Each week the Legislature is in session we’ll give out four prizes for the best and worst moments, as recorded in Hansard.
Bumble Bee
Liberal MLA Diana Whalen challenged NDP Finance Minister Maureen MacDonald’s revenue projection assumptions in the balanced 2013-14 budget.
The problem? The major banks think the Finance Department’s projections might be too conservative in their outlook.
Maureen MacDonald: All of the economists in the big financial institutions in the country looked at the assumptions that were put together by the economists in the Department of Finance, and they compared those assumptions with their own forecasts, and they find the assumptions to be reasonable. In fact, they found the assumptions in the Department of Finance to be conservative compared to their forecasts for the coming year.
Whalen wins the Bumble Bee award for trusting her political researchers over the Canada’s leading economists.
Drone of the Week
1 drone noun \drōn\
a stingless bee that does not gather nectar or pollen
2 drone intransitive verb \drōn\
to talk in a persistently dull or monotonous tone
Liberal MLA Keith Colwell complains about government spending on advertising. He says there is too much. And he says there is too little. This week, he was claimed John MacDonell could not get the word out about the Heating Assistance Rebate Program. MacDonell swatted Colwell’s complaint away:
John MacDonell: I think I have answered this question once a year for three years. I would think the member opposite would be aware, because his office should have received the applications that all MLAs received to give out to their constituents. If anybody is coming in there looking for an application, they should be able to get it from him.
For recycling a question for the third year in a row, Keith Colwell wins the Drone of the Week prize.
Killer Bee
While we do not agree with Jamie Baillie’s stance that we should move away from Nova Scotia’s renewable energy goals, we share his concerns about Stephen McNeil’s electricity plan:
Jamie Baillie: For the Liberal Party to run TV ads promoting a policy that actually jacks our power rates up even more and manages to eliminate any hope of private investment in renewables at the same time – that is an amazing trick. The very policies that they promote have been proven a failure in New Brunswick, in Ontario, in Texas, in California, in all of those places the very policies that they advertise on TV, both drive up our power rates and stop the investment in renewables at the same time. That is why it’s important that they, too, be held accountable for what they say not just today, but for the future.
Baillie wins this week’s Killer Bee prize for taking on McNeil Liberals on multiple fronts, including on electricity.
Honey Bee
This week Colchester – Musquodoboit Valley NDP MLA Gary Burrill issued a challenge to Conservative MP Scott Armstrong to a debate on federal cuts to EI.

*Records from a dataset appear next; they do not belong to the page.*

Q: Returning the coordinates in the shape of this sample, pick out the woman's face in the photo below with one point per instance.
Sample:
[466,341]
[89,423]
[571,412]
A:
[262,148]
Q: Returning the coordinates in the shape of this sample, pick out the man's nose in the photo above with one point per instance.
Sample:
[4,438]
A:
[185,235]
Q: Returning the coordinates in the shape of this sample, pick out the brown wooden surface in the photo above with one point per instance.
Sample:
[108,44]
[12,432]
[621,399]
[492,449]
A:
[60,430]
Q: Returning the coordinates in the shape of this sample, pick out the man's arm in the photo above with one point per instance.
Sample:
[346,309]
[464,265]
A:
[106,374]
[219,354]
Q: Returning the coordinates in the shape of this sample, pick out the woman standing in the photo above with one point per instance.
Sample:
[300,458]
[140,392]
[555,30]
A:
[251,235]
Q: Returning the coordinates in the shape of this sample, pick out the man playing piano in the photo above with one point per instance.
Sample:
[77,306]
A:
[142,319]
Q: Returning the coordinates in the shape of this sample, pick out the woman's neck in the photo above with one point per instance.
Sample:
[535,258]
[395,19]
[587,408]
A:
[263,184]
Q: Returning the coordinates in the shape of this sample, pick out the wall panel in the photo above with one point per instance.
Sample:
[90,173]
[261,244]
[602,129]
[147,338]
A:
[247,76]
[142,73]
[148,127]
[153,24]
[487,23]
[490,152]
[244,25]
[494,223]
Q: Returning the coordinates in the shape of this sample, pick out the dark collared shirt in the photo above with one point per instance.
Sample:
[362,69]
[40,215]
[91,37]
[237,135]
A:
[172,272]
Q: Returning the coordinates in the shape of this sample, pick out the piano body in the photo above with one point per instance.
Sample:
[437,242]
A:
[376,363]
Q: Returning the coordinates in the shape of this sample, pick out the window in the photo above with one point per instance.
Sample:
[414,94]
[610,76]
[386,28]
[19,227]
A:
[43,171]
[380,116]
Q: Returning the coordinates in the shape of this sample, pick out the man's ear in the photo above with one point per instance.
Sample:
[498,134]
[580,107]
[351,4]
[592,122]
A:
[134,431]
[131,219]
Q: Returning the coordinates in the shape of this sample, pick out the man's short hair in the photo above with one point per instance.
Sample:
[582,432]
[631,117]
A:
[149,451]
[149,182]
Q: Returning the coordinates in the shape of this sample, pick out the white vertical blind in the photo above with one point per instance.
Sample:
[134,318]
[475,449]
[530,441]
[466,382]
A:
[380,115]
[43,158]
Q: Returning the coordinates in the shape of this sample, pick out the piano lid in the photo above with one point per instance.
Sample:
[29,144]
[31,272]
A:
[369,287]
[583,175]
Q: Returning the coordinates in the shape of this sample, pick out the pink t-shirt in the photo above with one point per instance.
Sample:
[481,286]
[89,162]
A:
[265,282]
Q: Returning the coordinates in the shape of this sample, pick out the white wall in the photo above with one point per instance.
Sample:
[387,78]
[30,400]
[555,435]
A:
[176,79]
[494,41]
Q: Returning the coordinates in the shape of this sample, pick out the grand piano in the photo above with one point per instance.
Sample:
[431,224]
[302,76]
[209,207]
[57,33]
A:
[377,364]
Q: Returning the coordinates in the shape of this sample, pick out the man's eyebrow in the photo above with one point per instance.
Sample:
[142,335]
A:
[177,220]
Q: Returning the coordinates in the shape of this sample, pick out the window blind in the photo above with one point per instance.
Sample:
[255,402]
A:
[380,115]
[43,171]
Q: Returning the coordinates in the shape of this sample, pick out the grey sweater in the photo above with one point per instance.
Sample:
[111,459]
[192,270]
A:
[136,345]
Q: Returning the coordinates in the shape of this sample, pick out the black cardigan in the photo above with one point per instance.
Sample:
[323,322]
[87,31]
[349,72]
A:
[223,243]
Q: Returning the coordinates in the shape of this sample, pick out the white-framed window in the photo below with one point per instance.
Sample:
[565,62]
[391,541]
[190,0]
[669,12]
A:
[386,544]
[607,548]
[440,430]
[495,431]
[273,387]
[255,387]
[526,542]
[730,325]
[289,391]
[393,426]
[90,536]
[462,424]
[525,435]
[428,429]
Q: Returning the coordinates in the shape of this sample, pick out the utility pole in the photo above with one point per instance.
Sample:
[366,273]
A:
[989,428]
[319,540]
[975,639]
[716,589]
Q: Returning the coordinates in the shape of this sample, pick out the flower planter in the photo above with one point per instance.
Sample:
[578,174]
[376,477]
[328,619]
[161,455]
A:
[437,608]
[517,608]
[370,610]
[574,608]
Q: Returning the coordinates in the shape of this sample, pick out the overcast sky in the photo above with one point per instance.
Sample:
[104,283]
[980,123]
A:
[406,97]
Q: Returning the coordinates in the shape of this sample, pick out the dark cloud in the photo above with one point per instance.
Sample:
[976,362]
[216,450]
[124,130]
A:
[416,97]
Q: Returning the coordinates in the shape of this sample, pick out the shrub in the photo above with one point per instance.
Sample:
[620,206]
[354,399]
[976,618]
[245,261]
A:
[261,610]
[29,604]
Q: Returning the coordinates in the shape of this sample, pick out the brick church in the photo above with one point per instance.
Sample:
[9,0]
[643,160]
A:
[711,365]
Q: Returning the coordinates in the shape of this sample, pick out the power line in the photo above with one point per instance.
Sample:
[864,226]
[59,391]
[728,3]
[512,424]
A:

Burrill also got his provincial Conservative colleagues on the record on the changes to the EI appeals process. He introduced this resolution in the Legislature:
Whereas the system of appeals for employment insurance has, for many years, been comprised of Boards of Referees, tripartite bodies including local representatives from the business community and the labour movement, ensuring that appeals of decisions affecting EI claims have been heard by independent referees knowledgeable concerning local conditions…
Whereas the constituency offices of many MLAs have commonly provided advocacy, support, and representation services to constituents before Boards of Referees, very often resulting in much-needed reinstatements of EI benefits and much-merited reversals of disentitlements, disqualifications, penalty assessments, and the like; and
Whereas the federal government has abolished the system of EI appeals based on a national network of Boards of Referees, and replaced it with a centralized appeal system lacking entirely in local representation;
Therefore be it resolved that this House of Assembly unreservedly condemn the eradication of the Board of Referees appeal system by the Government of Canada, and hereby register its profound disagreement with the removal of local labour and business leaders from the appeal process available to EI claimants in Nova Scotia.
Burrill’s resolution was met with a chorus of No’s from the Conservative benches, a mistake for a party in second place in much of rural Nova Scotia. Gary Burrill wins this week’s Honey Bee prize for good work.